Am Rande des Fjords werden Ihnen bei Ihrer Fahrt auch die vielen verlassenen Farmen auf beiden Seiten auffallen. Viele der Farmen befinden sich in schwindelerregender Höhe auf den steil aufragenden Bergen und konnten früher nur über Leitern erreicht werden. Einst waren die Ufer aufgrund ihres fruchtbaren Bodens besiedelt. Die Landwirtschaft gilt durch das milde Klima mit im Sommer fast 24 Stunden Sonneneinstrahlung als sehr ergiebig. Sogar südländische Früchte wie Aprikosen können geerntet werden. Heute ist jedoch einzig das Dorf Geiranger am Ende des Fjords übrig geblieben. Eine gemeinnützige Organisation kümmert sich jedoch seit einigen Jahren darum, die vielen verlassenen Farmen wieder herzurichten und für Besucher zugänglich zu machen. Bereits heute können einige dieser restaurierten Farmen mit dem Boot oder von Geiranger aus besichtigt werden. Falls Sie sich länger in der Gegend aufhalten wollen, besteht auch die Möglichkeit, im Geirangerfjord zu bleiben und hier zu übernachten. Das Dorf Geiranger bietet vier Hotels – für höchste Ansprüche bis zum etwas einfacheren. Es gibt auch preisgünstigere Übernachtungsmöglichkeiten in schön gelegenen Hütten oder auf einem der vielen Campingplätze (www.visitalesund-geiranger.com).

Der Torghatten-Berg

Ganz in der Nähe von Brønnøysund liegt der Torghatten-Berg, der in ganz Norwegen wegen seiner geologischen Form bekannt ist. Berühmt ist der Berg vor allem wegen einer großen Aushöhlung in der Mitte, die durch Auswaschung entstanden ist. Zahlreiche Mythen und Sagen ranken sich um dieses beeindruckende hutförmige Naturerlebnis (die norwegische Endung ›hatten‹ bedeutet auf deutsch Hut). Vor allem eine Sage wird bis heute den zahlreichen Besuchern des Berges berichtet: Es wird erzählt, dass in der Gegend um Svolvær ein Mann namens Hestmannen gelebt haben soll. Er war der ungehorsame Sohn des Königs Vågekallen. Ebenfalls in der Gegend, auf der anderen Seite des Fjordes, lebte ein weiterer mächtiger König, der den Namen Sulitjelmakongen trug und sieben Töchter hatte. Diese schickte er zu der ehrbaren Jungfrau Lekamøya.

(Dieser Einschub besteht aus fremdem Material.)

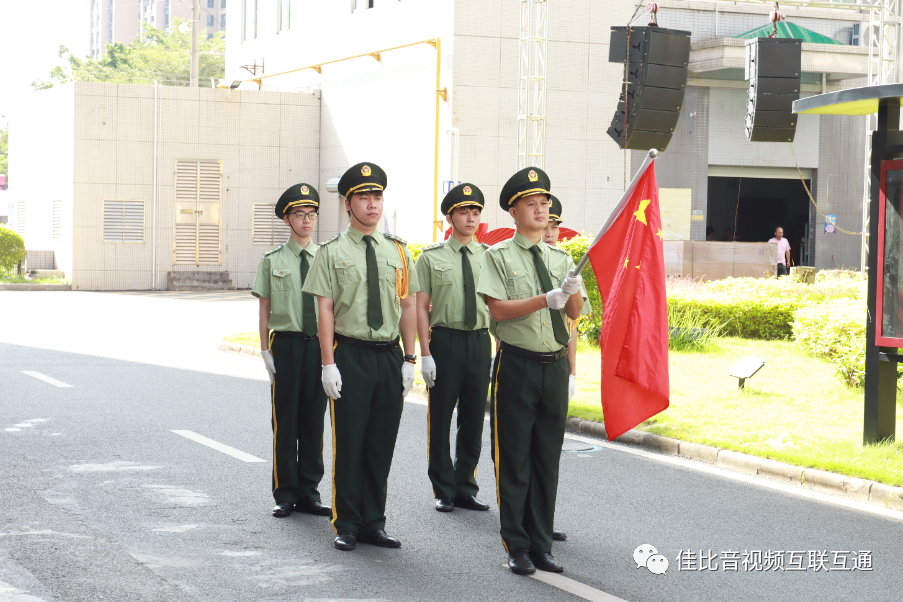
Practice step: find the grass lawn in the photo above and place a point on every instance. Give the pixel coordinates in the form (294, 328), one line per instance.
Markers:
(22, 280)
(794, 410)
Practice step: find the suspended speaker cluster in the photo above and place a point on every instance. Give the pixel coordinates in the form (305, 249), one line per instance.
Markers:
(773, 67)
(655, 73)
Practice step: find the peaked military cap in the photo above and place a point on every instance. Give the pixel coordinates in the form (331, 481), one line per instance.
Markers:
(530, 180)
(295, 196)
(362, 177)
(462, 195)
(555, 208)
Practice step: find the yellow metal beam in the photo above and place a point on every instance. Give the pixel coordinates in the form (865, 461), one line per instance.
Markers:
(441, 94)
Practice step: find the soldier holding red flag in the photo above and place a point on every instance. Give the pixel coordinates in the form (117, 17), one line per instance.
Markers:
(530, 294)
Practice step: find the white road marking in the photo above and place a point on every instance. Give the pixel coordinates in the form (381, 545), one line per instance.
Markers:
(752, 480)
(574, 587)
(45, 378)
(221, 447)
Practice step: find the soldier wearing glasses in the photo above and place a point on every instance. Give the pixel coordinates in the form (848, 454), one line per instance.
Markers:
(291, 353)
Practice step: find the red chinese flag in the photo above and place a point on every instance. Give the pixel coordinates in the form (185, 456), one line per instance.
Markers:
(629, 264)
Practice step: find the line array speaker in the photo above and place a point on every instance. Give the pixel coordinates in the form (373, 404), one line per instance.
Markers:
(773, 67)
(655, 77)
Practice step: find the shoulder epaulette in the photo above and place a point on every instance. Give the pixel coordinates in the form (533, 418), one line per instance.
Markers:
(398, 238)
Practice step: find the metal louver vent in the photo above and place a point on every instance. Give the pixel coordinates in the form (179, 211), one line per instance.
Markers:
(123, 221)
(268, 229)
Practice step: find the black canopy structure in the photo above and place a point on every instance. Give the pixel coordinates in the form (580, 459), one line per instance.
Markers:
(887, 144)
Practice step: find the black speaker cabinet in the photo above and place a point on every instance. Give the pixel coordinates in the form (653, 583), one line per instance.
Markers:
(655, 75)
(773, 67)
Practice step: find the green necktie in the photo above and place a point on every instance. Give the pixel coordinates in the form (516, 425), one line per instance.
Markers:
(561, 331)
(374, 307)
(308, 313)
(470, 293)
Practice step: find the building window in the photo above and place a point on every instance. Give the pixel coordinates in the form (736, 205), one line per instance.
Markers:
(57, 220)
(123, 221)
(267, 229)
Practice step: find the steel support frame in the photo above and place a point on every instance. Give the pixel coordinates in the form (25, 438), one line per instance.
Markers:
(531, 111)
(883, 42)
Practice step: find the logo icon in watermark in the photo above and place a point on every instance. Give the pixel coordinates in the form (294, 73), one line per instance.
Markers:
(647, 555)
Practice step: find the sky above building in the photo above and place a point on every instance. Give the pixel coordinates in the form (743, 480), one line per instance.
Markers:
(30, 37)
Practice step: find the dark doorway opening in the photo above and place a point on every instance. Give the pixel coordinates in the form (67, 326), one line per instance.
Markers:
(758, 206)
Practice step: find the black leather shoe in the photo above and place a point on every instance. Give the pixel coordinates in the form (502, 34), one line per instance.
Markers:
(347, 541)
(445, 504)
(546, 562)
(283, 509)
(379, 538)
(471, 503)
(313, 508)
(519, 562)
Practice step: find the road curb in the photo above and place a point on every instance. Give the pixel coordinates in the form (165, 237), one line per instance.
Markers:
(860, 490)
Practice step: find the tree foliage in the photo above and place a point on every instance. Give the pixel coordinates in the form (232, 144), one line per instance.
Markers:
(12, 249)
(164, 56)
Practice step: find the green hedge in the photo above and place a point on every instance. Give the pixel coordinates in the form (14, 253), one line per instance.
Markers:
(756, 308)
(835, 330)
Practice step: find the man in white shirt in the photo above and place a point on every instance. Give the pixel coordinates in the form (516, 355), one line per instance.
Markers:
(783, 251)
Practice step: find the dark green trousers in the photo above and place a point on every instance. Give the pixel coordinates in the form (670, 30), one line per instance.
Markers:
(529, 409)
(462, 377)
(299, 404)
(365, 423)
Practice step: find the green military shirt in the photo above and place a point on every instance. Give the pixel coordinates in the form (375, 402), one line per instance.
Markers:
(340, 273)
(279, 280)
(440, 274)
(508, 274)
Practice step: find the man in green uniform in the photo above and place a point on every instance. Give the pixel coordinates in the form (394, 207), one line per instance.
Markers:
(365, 283)
(530, 294)
(291, 354)
(455, 350)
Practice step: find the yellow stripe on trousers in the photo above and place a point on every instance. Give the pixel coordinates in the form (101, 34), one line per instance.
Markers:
(495, 419)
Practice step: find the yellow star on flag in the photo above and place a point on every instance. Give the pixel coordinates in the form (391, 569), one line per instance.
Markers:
(641, 212)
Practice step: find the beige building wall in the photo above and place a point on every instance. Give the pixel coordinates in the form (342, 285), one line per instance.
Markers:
(94, 142)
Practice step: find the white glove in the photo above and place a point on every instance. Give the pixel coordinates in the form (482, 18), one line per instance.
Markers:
(571, 284)
(557, 298)
(270, 365)
(407, 378)
(428, 370)
(332, 381)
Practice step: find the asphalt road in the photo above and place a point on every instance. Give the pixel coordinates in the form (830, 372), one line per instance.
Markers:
(101, 500)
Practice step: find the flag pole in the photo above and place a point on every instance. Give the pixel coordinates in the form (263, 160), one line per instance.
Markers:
(650, 157)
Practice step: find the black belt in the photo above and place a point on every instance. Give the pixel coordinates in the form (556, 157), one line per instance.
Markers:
(294, 335)
(542, 358)
(480, 330)
(375, 345)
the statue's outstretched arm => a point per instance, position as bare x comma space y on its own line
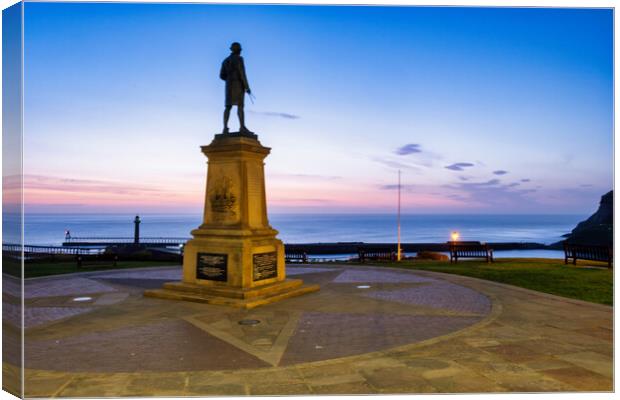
223, 72
246, 85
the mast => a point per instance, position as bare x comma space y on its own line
398, 254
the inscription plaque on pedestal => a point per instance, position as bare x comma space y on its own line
212, 267
265, 266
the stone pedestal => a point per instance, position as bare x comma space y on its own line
234, 257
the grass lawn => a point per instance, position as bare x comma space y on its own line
55, 268
544, 275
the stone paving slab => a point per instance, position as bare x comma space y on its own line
519, 347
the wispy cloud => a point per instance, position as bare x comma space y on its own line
408, 149
395, 164
459, 166
58, 184
275, 114
395, 187
306, 176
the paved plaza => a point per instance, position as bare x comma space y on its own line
368, 330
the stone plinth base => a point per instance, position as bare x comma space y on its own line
231, 296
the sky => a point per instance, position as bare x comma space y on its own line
483, 110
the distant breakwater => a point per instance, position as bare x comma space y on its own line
352, 247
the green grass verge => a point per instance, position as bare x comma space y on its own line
543, 275
56, 268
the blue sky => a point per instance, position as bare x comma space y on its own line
485, 110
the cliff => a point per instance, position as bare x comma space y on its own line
599, 228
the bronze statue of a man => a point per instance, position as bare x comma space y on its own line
233, 72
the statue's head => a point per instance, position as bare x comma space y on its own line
235, 47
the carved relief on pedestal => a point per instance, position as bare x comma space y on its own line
224, 203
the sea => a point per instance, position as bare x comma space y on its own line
49, 229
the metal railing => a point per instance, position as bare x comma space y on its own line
16, 249
143, 240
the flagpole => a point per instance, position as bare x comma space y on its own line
398, 254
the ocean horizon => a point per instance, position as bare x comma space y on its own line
49, 229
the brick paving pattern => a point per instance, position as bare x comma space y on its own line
358, 276
63, 287
411, 332
438, 295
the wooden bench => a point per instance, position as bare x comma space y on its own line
470, 250
588, 252
376, 254
295, 255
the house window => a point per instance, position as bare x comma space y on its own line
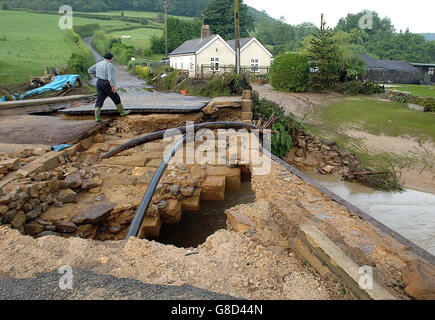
254, 65
214, 64
192, 64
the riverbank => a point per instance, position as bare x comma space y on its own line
385, 135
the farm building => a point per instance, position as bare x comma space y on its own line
211, 54
389, 71
427, 71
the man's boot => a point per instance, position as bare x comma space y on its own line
98, 114
121, 110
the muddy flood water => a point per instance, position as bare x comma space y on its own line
410, 213
196, 227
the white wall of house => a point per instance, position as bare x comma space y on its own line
217, 51
254, 54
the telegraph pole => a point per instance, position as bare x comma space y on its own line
237, 34
165, 6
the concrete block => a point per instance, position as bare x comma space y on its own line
213, 188
233, 180
172, 212
247, 116
247, 94
137, 160
239, 222
150, 227
326, 257
247, 105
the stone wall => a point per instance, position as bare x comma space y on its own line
312, 154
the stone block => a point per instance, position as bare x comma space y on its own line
172, 212
247, 105
233, 179
326, 257
247, 116
137, 160
239, 222
213, 188
191, 204
150, 227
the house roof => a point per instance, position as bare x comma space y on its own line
387, 64
192, 46
243, 42
195, 45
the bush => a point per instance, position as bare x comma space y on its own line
286, 124
106, 43
359, 87
81, 59
86, 30
427, 102
226, 85
143, 72
290, 72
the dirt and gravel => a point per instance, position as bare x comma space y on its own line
87, 285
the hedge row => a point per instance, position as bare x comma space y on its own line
359, 87
81, 59
427, 102
86, 30
290, 72
107, 43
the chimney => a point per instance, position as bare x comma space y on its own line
205, 31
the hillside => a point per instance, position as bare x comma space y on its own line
188, 8
428, 36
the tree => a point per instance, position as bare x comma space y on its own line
5, 6
178, 31
325, 57
219, 14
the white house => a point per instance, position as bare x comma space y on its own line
211, 53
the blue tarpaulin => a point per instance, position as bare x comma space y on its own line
57, 84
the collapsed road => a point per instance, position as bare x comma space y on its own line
295, 241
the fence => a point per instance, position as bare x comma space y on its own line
211, 70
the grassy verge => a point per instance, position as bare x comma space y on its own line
375, 117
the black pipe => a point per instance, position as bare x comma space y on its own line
146, 200
160, 134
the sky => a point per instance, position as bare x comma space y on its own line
417, 15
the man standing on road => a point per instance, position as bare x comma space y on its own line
106, 86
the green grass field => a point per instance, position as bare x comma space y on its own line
138, 14
417, 90
140, 38
376, 117
33, 41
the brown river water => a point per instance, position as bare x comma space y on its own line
410, 213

Eines Abends beobachtete Hestmannen die schöne Jungfrau beim abendlichen Bad und begehrte sie vom ersten Augenblick an. Mit seinem Pferd preschte er auf Lekamøya zu, die Angst bekam und zusammen mit den sieben Töchtern des Königs flüchtete. Während die Jungfrau keine Anstalten machte, Hestmannen zu ehelichen, zeigten die sieben Schwestern im Folgenden jedoch Interesse an dem Jüngling, der sie jedoch keines Blickes würdigte. Als Lekamøya auf der wilden Flucht immer mehr Vorsprung gewann, nahm Hestmannen seinen Bogen und schoss einen Pfeil auf sie. Dabei wurde er vom König der Sømnaberge beobachtet. Um die Jungfrau zu retten, warf dieser seinen mächtigen Hut in die Flugbahn des Pfeils. Der Hut blieb durchschossen liegen. Über die wilde Jagd vergaßen alle die aufgehende Sonne und versteinerten, wo sie waren: der Hut als Torghatten, die sieben Schwestern als Felsen bei Sandnessjøen und Lekamøya auf der Insel Leka, wo sie Schutz gesucht hatte.

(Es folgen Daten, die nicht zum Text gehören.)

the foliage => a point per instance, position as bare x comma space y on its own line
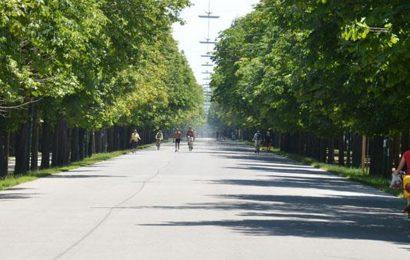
314, 66
96, 63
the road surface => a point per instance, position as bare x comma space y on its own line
219, 202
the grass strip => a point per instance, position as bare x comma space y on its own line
13, 180
354, 174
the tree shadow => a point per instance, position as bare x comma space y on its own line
16, 196
341, 217
342, 210
81, 176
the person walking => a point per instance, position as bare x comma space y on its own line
190, 135
257, 138
135, 138
405, 161
159, 137
177, 139
268, 140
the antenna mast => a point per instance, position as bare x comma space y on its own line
208, 64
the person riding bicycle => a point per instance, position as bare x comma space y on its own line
159, 137
405, 161
257, 138
190, 137
177, 139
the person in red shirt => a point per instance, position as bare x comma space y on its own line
177, 139
405, 161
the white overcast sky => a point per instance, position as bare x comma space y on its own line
196, 29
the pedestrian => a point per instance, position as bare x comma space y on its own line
135, 138
159, 137
268, 140
190, 135
177, 139
405, 161
257, 138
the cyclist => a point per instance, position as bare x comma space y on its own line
135, 138
257, 138
191, 138
177, 139
159, 137
405, 161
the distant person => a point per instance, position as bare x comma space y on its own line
159, 137
191, 138
405, 161
135, 138
268, 140
177, 139
257, 138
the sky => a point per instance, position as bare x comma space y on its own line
196, 29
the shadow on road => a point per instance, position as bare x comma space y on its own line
342, 210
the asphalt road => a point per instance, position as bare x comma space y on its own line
219, 202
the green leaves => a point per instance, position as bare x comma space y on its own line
98, 62
313, 66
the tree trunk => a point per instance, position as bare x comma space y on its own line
376, 156
46, 140
4, 153
331, 151
82, 144
357, 150
405, 141
341, 151
34, 139
22, 149
91, 144
75, 145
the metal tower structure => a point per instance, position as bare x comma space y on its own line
210, 44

Neben dieser durchaus unterhaltsamen Legende gibt es natürlich auch eine geologische Erklärung für den Ursprung des seltsam anmutenden Berges. Durch die letzte Eiszeit wurde die norwegische Landmasse tief in den Erdmantel gedrückt und zwar so tief, dass sich das heute auf einer Höhe von 112 Meter gelegene Loch auf Meeres­niveau befand. Die andauernde Meeresbrandung höhlte daraufhin den Stein im Lauf der Jahrhunderte aus. So oder so ist der Torghatten jedoch einen Ausflug wert. In etwa einer halben Stunde kann man zum Loch hinaufsteigen, das etwa 35 Meter hoch und 15 bis 20 Meter breit ist und eine Tiefe von 169 Metern hat.

Vesterålen und Lofoten

Die Vesterålen werden in vielen gängigen Reiseführern häufig in einem Atemzug mit den weitaus bekannteren Lofoten genannt. In der Tat führen vielen Lofotenreisen auch über die Inselgruppe der Vesterålen. Tatsächlich handelt es sich bei den beiden Inselgruppen jedoch um zwei sowohl landschaftlich wie auch wirtschaftlich klar zu unterscheidende Regionen Norwegens.

Die Lofoten

Die Lofoten beginnen ungefähr 100 Kilometer nördlich des Polarkreises und liegen zwischen dem 67. und 68. Grad nördlicher Breite. Sie bestehen aus mehreren größeren und kleineren Inseln, die alle über Brücken und Tunnel miteinander verbunden sind. Auf der Inselgruppe leben heute etwa 24 000 Menschen, der Hauptort der Insel ist die Stadt Svolvær. Die Inselgruppe ist, wie Ausgrabungen auf vielen Inseln nachgewiesen haben, seit rund 6000 Jahren von Menschen besiedelt. Vor allem während der Zeit der Wikinger bildeten sich mehrere Siedlungen, und die Lofoten wurden zu einem der wichtigsten Zentren im nördlichen Norwegen mit Häuptlingshöfen. In Ortschaften wie Borg zeigen Nachbildungen dieser Siedlungen das Leben der Wikinger zu den damaligen Zeiten. Traditionell lebten die Menschen der Lofoten vor allem vom Fischfang und seit dem 14. Jahrhundert auch vom Fischhandel, der jedoch zum größten Teil von Kaufleuten aus Bergen organisiert war, zu dessen Bezirk die Lofoten steuerrechtlich lange gehörten. Seit über 1000 Jahren sind die Lofoten bereits das Zentrum für den Kabeljaufang in Norwegen. Im 19. Jahrhundert sorgten große Heringvorkommen dafür, dass sich immer mehr Fischer auf den Inseln ansiedelten. Auch die heutigen Ortschaften haben ihren Ursprung zu einem überwiegenden Teil im 19. Jahrhundert.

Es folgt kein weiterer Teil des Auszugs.